Gold – Recovering the lost sheen

Kishore Narne | Updated on January 23, 2018 Published on May 25, 2015


Dollar’s stronger underpinning will be negative for yellow metal

Gold prices started the year on a positive note with strong gains in January but have turned largely sideways since then on conflicting drivers. Even as the upward trajectory faces headwinds on prospects of a potential Fed rate hike this year, unexpected weakness in US data in Q1 provided a floor to prices. The net effect is that prices have held up pretty well so far in 2015. Looking ahead, we expect gold prices to retain a positive bias in the short to medium term. Yet, as economic data improve and US interest rate expectations move closer, the dollar will continue to have a stronger underpinning which will be negative for gold in the second half of the year.

Investment demand

In terms of overall demand, unlike jewellery or industrial demand which is sticky and relatively price inelastic, investment demand tends to be very nimble-footed as hot money gets poured in and out of gold pretty quickly responding to swings in global macroeconomic sentiments.
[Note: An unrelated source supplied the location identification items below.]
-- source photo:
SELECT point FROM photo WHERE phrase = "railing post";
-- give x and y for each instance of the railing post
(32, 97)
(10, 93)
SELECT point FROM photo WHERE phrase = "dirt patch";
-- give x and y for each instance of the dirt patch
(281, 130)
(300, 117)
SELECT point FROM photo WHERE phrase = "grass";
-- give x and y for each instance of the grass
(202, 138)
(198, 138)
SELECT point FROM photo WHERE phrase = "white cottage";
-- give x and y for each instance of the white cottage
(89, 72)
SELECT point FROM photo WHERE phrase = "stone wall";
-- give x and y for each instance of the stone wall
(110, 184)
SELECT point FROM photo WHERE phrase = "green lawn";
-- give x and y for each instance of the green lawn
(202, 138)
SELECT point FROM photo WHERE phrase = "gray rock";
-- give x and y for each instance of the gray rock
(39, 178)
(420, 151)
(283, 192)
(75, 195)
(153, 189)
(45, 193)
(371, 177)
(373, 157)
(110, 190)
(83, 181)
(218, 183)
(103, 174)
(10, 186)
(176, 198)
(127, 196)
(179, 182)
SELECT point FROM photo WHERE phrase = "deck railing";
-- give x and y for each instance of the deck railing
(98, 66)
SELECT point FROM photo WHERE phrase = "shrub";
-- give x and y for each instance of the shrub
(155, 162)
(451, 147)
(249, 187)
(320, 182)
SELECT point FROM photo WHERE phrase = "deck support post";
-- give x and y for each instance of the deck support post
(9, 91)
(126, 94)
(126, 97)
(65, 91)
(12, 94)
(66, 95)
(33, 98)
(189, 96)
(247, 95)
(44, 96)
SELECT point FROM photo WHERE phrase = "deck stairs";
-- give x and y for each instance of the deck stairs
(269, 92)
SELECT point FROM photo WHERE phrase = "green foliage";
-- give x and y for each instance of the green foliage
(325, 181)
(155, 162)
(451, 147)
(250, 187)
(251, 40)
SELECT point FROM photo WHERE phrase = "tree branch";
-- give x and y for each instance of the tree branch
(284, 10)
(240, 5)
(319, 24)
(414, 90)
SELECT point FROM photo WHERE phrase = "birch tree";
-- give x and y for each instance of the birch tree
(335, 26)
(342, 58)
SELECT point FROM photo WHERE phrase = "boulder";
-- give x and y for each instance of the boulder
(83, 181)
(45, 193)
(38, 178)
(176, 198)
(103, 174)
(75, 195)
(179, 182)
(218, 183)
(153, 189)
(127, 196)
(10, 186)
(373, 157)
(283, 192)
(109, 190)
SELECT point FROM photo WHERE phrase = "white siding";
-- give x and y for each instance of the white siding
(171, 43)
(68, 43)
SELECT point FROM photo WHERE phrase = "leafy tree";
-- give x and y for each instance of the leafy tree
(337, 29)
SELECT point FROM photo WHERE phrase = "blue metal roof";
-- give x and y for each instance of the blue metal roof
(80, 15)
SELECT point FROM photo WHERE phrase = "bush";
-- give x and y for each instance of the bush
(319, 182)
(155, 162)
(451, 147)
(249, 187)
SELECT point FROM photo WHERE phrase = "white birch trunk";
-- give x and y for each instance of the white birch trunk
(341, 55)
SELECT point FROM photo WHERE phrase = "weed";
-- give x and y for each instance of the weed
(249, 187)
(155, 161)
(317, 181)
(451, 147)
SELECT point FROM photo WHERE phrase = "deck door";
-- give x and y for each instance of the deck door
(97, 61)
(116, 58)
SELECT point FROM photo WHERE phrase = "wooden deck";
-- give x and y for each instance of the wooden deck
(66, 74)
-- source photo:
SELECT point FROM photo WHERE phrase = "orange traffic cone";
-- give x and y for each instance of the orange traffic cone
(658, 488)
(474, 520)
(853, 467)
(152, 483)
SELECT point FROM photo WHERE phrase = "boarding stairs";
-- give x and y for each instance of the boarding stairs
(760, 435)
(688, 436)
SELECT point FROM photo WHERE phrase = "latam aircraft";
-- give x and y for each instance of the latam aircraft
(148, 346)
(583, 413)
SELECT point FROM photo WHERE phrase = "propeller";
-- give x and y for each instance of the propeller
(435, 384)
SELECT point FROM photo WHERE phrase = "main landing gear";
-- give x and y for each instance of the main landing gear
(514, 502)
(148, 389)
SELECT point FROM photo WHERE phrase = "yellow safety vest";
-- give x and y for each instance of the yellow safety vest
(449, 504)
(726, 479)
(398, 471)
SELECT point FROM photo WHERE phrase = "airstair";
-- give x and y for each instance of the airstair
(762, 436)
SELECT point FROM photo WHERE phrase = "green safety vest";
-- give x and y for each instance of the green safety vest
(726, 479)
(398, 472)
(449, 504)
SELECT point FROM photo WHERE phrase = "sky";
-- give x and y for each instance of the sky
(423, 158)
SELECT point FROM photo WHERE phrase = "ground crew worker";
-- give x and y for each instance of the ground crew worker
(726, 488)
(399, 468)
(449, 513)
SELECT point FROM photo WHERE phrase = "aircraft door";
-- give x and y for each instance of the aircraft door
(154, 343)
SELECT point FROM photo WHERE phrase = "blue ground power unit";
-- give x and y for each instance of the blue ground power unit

The steep drop in investment demand was one of the major factors that contributed to the rout in gold prices in 2013 and 2014. However, the weather related slump in US growth, persistent worries over a Greek exit from the EU and relatively benign prices helped investment demand to pick up in Q1.

ETF connection

Global ETFs saw a positive net inflow after two years, as ETF assets increased by 25.7 tonnes supported by benign prices and economic uncertainty. Looking further at April and May data, it is clear that ETF holdings are stable and we expect them to remain that way as the liquidation trend has slowed down unlike the past two years suggesting that global investor bearishness for gold has waned considerably. Broadly, we believe that since investment demand typically follows price, only a sustainable increase in price will alter the investment scenario in a constructive manner and start a new trend. The key risk from the investment demand perspective, however, is the equity market performance, especially in India and China. Stock markets in these largest consumers of gold have been buoyant and will weigh on investment demand for gold.

US data & Fed

On the policy front, gold prices remain overly sensitive to US economic data since the Fed changed its language in March investors’ speculation over the timing of the a rate hike has caused some increased volatility. In October 2014, the Fed ended its quantitative easing and made its forward guidance on rates more data-dependent. Following that, earlier this year, the Fed is preparing the markets for a possible rate hike towards the end of 2015 which put a lid on gold price. The minutes of the latest FOMC meet show that Fed officials are not yet convinced of a lift-off in June. However, the Fed seems to be still on track to start raising rates later this year.

On the macro-side, US macroeconomic data over the past few months has been particularly weak with growth slowing down in Q1 after a strong numbers towards the end of 2014. Hence, Q2 data has to be decisively stronger for markets to start pricing in a liftoff in interest rates. Until then, gold may continue to have positive momentum. Also, the spectre of Greece exit from the Euro zone remains a key upside risk with the potential to cause global market volatility. In Asia, Chinese economic growth remains a concern and expectations of further rate cuts by the PBOC remain high. Additional stimulus by China may support the commodities complex in general and gold in particular.

The writer is Associate Director, Head – Commodity & Currency, Motilal Oswal Commodities. Views are personal.